I know this first hand. I grew up in Hong Kong and each day it takes me three rounds of bus, minibus, and yet another bus before I can get to school. Yet oddly enough I developed a queer habit of composing Chinese poetry during those bored stiff vehicular sojourns. I would try out different sounds and rhymes till the verses fit and flow. And by the time I finally get home wasted, I do what Americans would call “crash” – collapse in bed and sleep like there’s no tomorrow. But after I came to Macau, I realized how much more productive I can be with the time I gained by obviating the need of hustling and clogging through metros and traffic jams. But that also mean I have been spending more time working on my laptop incessantly. I usually keep my MSN, QQ and now Facebook on, and boy, by proportion, I really notice that my Macau students stay online much longer and log on more frequently than my other students in Hong Kong.
Throughout my online interaction with them, two major issues rose to my attention, not without some ounces of worry.
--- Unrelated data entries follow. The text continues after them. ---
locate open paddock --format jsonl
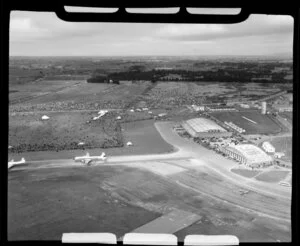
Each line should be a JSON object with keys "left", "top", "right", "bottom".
{"left": 9, "top": 79, "right": 83, "bottom": 105}
{"left": 255, "top": 171, "right": 290, "bottom": 183}
{"left": 279, "top": 112, "right": 293, "bottom": 125}
{"left": 145, "top": 82, "right": 237, "bottom": 108}
{"left": 8, "top": 119, "right": 174, "bottom": 160}
{"left": 121, "top": 120, "right": 175, "bottom": 155}
{"left": 269, "top": 137, "right": 292, "bottom": 162}
{"left": 10, "top": 80, "right": 152, "bottom": 111}
{"left": 231, "top": 168, "right": 261, "bottom": 178}
{"left": 9, "top": 111, "right": 122, "bottom": 153}
{"left": 211, "top": 111, "right": 282, "bottom": 134}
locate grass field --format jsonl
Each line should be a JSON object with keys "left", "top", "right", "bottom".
{"left": 8, "top": 119, "right": 173, "bottom": 160}
{"left": 9, "top": 80, "right": 83, "bottom": 105}
{"left": 145, "top": 82, "right": 237, "bottom": 108}
{"left": 9, "top": 111, "right": 123, "bottom": 152}
{"left": 8, "top": 164, "right": 291, "bottom": 241}
{"left": 255, "top": 171, "right": 290, "bottom": 183}
{"left": 9, "top": 67, "right": 43, "bottom": 85}
{"left": 270, "top": 137, "right": 292, "bottom": 162}
{"left": 231, "top": 168, "right": 261, "bottom": 178}
{"left": 279, "top": 112, "right": 293, "bottom": 125}
{"left": 10, "top": 80, "right": 152, "bottom": 111}
{"left": 121, "top": 119, "right": 175, "bottom": 155}
{"left": 8, "top": 166, "right": 161, "bottom": 240}
{"left": 211, "top": 111, "right": 282, "bottom": 134}
{"left": 175, "top": 214, "right": 290, "bottom": 242}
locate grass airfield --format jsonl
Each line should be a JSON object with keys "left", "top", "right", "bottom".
{"left": 8, "top": 159, "right": 291, "bottom": 242}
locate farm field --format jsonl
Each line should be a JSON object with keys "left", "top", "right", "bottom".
{"left": 9, "top": 79, "right": 83, "bottom": 105}
{"left": 9, "top": 80, "right": 152, "bottom": 112}
{"left": 9, "top": 67, "right": 43, "bottom": 85}
{"left": 9, "top": 111, "right": 123, "bottom": 153}
{"left": 231, "top": 168, "right": 261, "bottom": 178}
{"left": 255, "top": 171, "right": 290, "bottom": 183}
{"left": 211, "top": 111, "right": 282, "bottom": 135}
{"left": 145, "top": 82, "right": 236, "bottom": 108}
{"left": 144, "top": 82, "right": 289, "bottom": 109}
{"left": 269, "top": 137, "right": 292, "bottom": 162}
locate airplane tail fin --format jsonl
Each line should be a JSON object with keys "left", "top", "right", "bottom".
{"left": 86, "top": 152, "right": 90, "bottom": 157}
{"left": 21, "top": 158, "right": 25, "bottom": 162}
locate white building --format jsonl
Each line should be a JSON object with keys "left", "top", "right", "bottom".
{"left": 182, "top": 118, "right": 232, "bottom": 138}
{"left": 274, "top": 152, "right": 285, "bottom": 158}
{"left": 41, "top": 115, "right": 50, "bottom": 120}
{"left": 262, "top": 141, "right": 275, "bottom": 153}
{"left": 221, "top": 144, "right": 273, "bottom": 167}
{"left": 240, "top": 104, "right": 250, "bottom": 108}
{"left": 261, "top": 102, "right": 267, "bottom": 114}
{"left": 191, "top": 105, "right": 205, "bottom": 112}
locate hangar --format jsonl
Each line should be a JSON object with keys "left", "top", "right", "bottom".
{"left": 182, "top": 118, "right": 231, "bottom": 138}
{"left": 221, "top": 144, "right": 273, "bottom": 168}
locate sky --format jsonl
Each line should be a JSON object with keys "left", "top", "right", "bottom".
{"left": 9, "top": 9, "right": 294, "bottom": 56}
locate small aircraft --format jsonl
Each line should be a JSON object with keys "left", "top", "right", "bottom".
{"left": 8, "top": 158, "right": 26, "bottom": 169}
{"left": 238, "top": 189, "right": 249, "bottom": 196}
{"left": 279, "top": 181, "right": 291, "bottom": 187}
{"left": 74, "top": 152, "right": 107, "bottom": 165}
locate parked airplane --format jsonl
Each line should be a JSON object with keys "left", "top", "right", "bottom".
{"left": 74, "top": 152, "right": 107, "bottom": 165}
{"left": 8, "top": 158, "right": 26, "bottom": 169}
{"left": 279, "top": 181, "right": 291, "bottom": 187}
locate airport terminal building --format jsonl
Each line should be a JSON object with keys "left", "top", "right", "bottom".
{"left": 182, "top": 118, "right": 232, "bottom": 138}
{"left": 220, "top": 144, "right": 273, "bottom": 168}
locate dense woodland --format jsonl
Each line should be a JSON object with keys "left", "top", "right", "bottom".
{"left": 9, "top": 57, "right": 293, "bottom": 85}
{"left": 88, "top": 63, "right": 292, "bottom": 84}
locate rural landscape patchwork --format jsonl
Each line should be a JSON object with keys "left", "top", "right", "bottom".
{"left": 8, "top": 12, "right": 293, "bottom": 243}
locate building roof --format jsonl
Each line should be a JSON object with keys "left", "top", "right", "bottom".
{"left": 226, "top": 144, "right": 273, "bottom": 163}
{"left": 186, "top": 118, "right": 227, "bottom": 133}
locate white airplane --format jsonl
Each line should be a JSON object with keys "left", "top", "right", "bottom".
{"left": 279, "top": 181, "right": 291, "bottom": 187}
{"left": 74, "top": 152, "right": 107, "bottom": 165}
{"left": 8, "top": 158, "right": 26, "bottom": 169}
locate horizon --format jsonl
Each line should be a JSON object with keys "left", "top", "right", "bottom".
{"left": 10, "top": 11, "right": 293, "bottom": 57}
{"left": 9, "top": 54, "right": 292, "bottom": 58}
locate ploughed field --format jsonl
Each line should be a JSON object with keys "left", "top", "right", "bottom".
{"left": 8, "top": 163, "right": 291, "bottom": 242}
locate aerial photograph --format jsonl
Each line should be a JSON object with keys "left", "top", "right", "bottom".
{"left": 8, "top": 10, "right": 293, "bottom": 242}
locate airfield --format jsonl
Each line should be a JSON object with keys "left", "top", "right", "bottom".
{"left": 8, "top": 71, "right": 293, "bottom": 242}
{"left": 8, "top": 121, "right": 291, "bottom": 242}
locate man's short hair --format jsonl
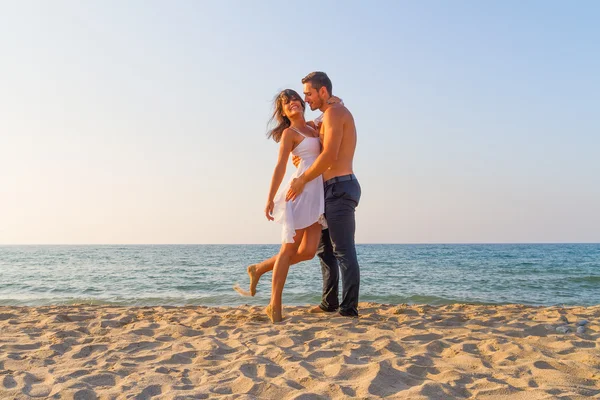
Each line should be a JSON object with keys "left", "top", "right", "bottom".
{"left": 302, "top": 71, "right": 332, "bottom": 95}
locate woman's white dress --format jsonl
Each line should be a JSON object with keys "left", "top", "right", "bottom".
{"left": 272, "top": 127, "right": 325, "bottom": 243}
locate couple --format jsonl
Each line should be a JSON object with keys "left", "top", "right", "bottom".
{"left": 237, "top": 71, "right": 361, "bottom": 323}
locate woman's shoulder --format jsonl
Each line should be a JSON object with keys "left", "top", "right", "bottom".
{"left": 281, "top": 127, "right": 295, "bottom": 137}
{"left": 280, "top": 127, "right": 299, "bottom": 142}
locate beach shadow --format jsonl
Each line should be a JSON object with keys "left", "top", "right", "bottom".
{"left": 240, "top": 362, "right": 285, "bottom": 379}
{"left": 290, "top": 326, "right": 328, "bottom": 344}
{"left": 181, "top": 328, "right": 203, "bottom": 337}
{"left": 391, "top": 307, "right": 419, "bottom": 317}
{"left": 420, "top": 381, "right": 471, "bottom": 399}
{"left": 66, "top": 370, "right": 92, "bottom": 380}
{"left": 9, "top": 342, "right": 41, "bottom": 351}
{"left": 53, "top": 329, "right": 84, "bottom": 339}
{"left": 196, "top": 316, "right": 221, "bottom": 328}
{"left": 292, "top": 394, "right": 328, "bottom": 400}
{"left": 155, "top": 335, "right": 175, "bottom": 342}
{"left": 50, "top": 342, "right": 73, "bottom": 355}
{"left": 2, "top": 375, "right": 17, "bottom": 389}
{"left": 73, "top": 389, "right": 98, "bottom": 400}
{"left": 573, "top": 340, "right": 596, "bottom": 349}
{"left": 340, "top": 385, "right": 356, "bottom": 397}
{"left": 22, "top": 372, "right": 51, "bottom": 398}
{"left": 130, "top": 328, "right": 155, "bottom": 337}
{"left": 425, "top": 339, "right": 449, "bottom": 355}
{"left": 467, "top": 316, "right": 507, "bottom": 326}
{"left": 367, "top": 361, "right": 411, "bottom": 397}
{"left": 300, "top": 338, "right": 329, "bottom": 351}
{"left": 121, "top": 341, "right": 162, "bottom": 354}
{"left": 405, "top": 364, "right": 438, "bottom": 378}
{"left": 134, "top": 384, "right": 162, "bottom": 400}
{"left": 0, "top": 313, "right": 16, "bottom": 321}
{"left": 528, "top": 379, "right": 539, "bottom": 388}
{"left": 239, "top": 363, "right": 258, "bottom": 379}
{"left": 381, "top": 340, "right": 406, "bottom": 356}
{"left": 126, "top": 355, "right": 157, "bottom": 363}
{"left": 81, "top": 373, "right": 117, "bottom": 387}
{"left": 211, "top": 338, "right": 237, "bottom": 355}
{"left": 489, "top": 323, "right": 550, "bottom": 338}
{"left": 533, "top": 360, "right": 556, "bottom": 370}
{"left": 305, "top": 350, "right": 339, "bottom": 362}
{"left": 283, "top": 380, "right": 305, "bottom": 390}
{"left": 161, "top": 351, "right": 197, "bottom": 365}
{"left": 53, "top": 313, "right": 95, "bottom": 323}
{"left": 545, "top": 388, "right": 564, "bottom": 396}
{"left": 297, "top": 360, "right": 321, "bottom": 377}
{"left": 72, "top": 345, "right": 108, "bottom": 359}
{"left": 401, "top": 333, "right": 443, "bottom": 343}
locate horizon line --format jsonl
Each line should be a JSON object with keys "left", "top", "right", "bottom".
{"left": 1, "top": 242, "right": 599, "bottom": 246}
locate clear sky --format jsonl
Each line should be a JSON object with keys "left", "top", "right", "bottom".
{"left": 1, "top": 1, "right": 599, "bottom": 244}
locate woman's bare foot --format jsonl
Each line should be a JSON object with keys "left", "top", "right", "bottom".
{"left": 265, "top": 304, "right": 282, "bottom": 323}
{"left": 247, "top": 265, "right": 259, "bottom": 296}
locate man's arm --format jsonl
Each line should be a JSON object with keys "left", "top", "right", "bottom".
{"left": 286, "top": 107, "right": 344, "bottom": 201}
{"left": 304, "top": 107, "right": 343, "bottom": 181}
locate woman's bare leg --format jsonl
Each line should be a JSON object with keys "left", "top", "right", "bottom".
{"left": 267, "top": 223, "right": 322, "bottom": 323}
{"left": 248, "top": 228, "right": 318, "bottom": 296}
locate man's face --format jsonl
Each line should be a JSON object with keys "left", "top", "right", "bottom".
{"left": 303, "top": 83, "right": 323, "bottom": 111}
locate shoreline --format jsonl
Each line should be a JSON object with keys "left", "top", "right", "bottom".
{"left": 2, "top": 296, "right": 598, "bottom": 308}
{"left": 1, "top": 303, "right": 598, "bottom": 398}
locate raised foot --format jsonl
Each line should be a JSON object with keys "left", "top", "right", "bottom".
{"left": 247, "top": 264, "right": 258, "bottom": 296}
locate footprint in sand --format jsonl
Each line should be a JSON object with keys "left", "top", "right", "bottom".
{"left": 73, "top": 388, "right": 98, "bottom": 400}
{"left": 72, "top": 344, "right": 108, "bottom": 359}
{"left": 81, "top": 373, "right": 117, "bottom": 387}
{"left": 2, "top": 375, "right": 17, "bottom": 389}
{"left": 133, "top": 384, "right": 162, "bottom": 400}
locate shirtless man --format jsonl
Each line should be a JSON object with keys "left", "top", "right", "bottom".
{"left": 287, "top": 71, "right": 361, "bottom": 317}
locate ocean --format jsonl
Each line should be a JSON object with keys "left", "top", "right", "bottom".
{"left": 0, "top": 244, "right": 598, "bottom": 307}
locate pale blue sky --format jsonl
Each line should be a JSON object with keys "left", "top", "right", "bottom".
{"left": 1, "top": 1, "right": 599, "bottom": 244}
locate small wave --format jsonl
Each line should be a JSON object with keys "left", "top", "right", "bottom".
{"left": 567, "top": 276, "right": 600, "bottom": 283}
{"left": 359, "top": 294, "right": 500, "bottom": 306}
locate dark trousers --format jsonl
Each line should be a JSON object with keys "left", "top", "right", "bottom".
{"left": 317, "top": 175, "right": 361, "bottom": 316}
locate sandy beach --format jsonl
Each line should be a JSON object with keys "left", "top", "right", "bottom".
{"left": 0, "top": 303, "right": 598, "bottom": 399}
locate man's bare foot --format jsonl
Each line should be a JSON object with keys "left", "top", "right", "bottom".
{"left": 309, "top": 305, "right": 336, "bottom": 314}
{"left": 247, "top": 265, "right": 258, "bottom": 296}
{"left": 265, "top": 304, "right": 282, "bottom": 323}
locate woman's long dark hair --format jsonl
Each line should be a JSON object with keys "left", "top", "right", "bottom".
{"left": 267, "top": 89, "right": 305, "bottom": 142}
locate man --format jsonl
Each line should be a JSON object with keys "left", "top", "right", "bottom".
{"left": 287, "top": 71, "right": 361, "bottom": 317}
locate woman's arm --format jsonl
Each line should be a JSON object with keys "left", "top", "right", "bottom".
{"left": 265, "top": 129, "right": 295, "bottom": 220}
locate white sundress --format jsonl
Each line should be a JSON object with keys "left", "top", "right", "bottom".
{"left": 272, "top": 127, "right": 326, "bottom": 243}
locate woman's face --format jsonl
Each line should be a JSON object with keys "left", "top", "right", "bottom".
{"left": 281, "top": 96, "right": 304, "bottom": 119}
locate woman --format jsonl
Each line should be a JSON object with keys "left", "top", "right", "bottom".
{"left": 236, "top": 89, "right": 325, "bottom": 323}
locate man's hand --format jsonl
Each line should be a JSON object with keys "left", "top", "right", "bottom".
{"left": 307, "top": 120, "right": 322, "bottom": 132}
{"left": 292, "top": 155, "right": 301, "bottom": 168}
{"left": 327, "top": 95, "right": 342, "bottom": 105}
{"left": 265, "top": 200, "right": 274, "bottom": 221}
{"left": 286, "top": 176, "right": 305, "bottom": 202}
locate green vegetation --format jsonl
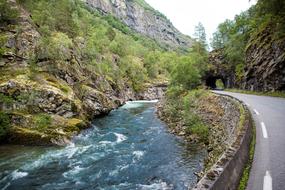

First, they tend to reveal more and more their inner world openly in the virtual world, sometimes so bubbly that you wonder what makes them so wired. But, voila, the moment you meet them the next morning in person face to face at school or on the street, they behave shier than a clam (I ain’t that off-putting, am I?). So I do agree with the observations of researches that say growing cyber communication may worsen the darker side of reclusive personality in some young people. The second problem is the euphemized expression “compensated dating” (援交 in Chinese), which is nothing short of internet prostitution. (Dating for pure consensual free sex is yet another issue which can’t be dealt with in full here.) In Hong Kong, the deterring factor that’s been checking the unbridled growth of online prostitution of underaged people is ironically the media. Hong Kong newspapers and rags often feature such offences and soup them up way beyond decency, thus raising social concerns. But in Macau, where news reporting tends to be more factual, sexual offenses appear less sensational, therefore perhaps less addressed. Here’s a scenario. Given the fact that Macau is a small place, should a teenage girl decide to sell her body to a local client met online, it wouldn’t take much time for the deal to be negotiated, paid and sealed. The teenager still gets home in time for dinner and to do homework before anyone in the family will ever notice.
Enough of these disturbing findings. Now, to counteract the fateful trend associated with internet abuse, I know many concerned parents are adamant in trying to nip it at the butt. One ideal solution I have seen done, which takes steel-like determination against all odds, is to have only ONE household computer placed smack middle in the living room in plain sight. This protects not only those need-to-be-disciplined kids, but some naughty grownups too.